33. What is a company in formation?

It is a company that has signed the articles of association before a notary but is not yet registered in the Commercial Register. During this period, the company can operate, but the partners are personally liable for its obligations until final registration.

34. When does a company come into existence once it has been incorporated?

The company acquires legal personality once it has been registered in the Companies Register. Before that, it can operate under the status of company in formation, but the partners will be liable with their personal assets for the obligations acquired.

35. What happens if one of the partners cannot attend the signing of the deed?

If a partner cannot attend, they can grant a power of attorney to another person to sign on their behalf. The power of attorney must be notarised and specify the authorisation to sign the articles of association.

36. Can the partners have different percentages of participation in the company?

Yes, the articles of association must reflect the distribution of the share capital among the partners, indicating what percentage of shares corresponds to each one.

37. What is the share transfer clause?

It is a clause within the statutes that regulates how shares can be sold or transferred between partners or to third parties.
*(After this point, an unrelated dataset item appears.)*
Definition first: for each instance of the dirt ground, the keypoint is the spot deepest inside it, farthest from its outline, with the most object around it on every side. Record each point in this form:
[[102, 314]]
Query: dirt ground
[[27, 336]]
It is useful for preventing the entry of unwanted partners.

38. What happens if a partner wants to leave the company?

They must follow the procedure established in the statutes. They can sell their shares to other partners or third parties, respecting the right of first refusal if it is provided for.

39. Can the share capital be increased after incorporation?

Yes, by means of a resolution of the partners and the signing of a new deed before a notary. The increase must be registered in the Companies Register.

40. When must the articles of association be renewed?

Only when changes are made to essential data, such as the name, registered office, company purpose or administration.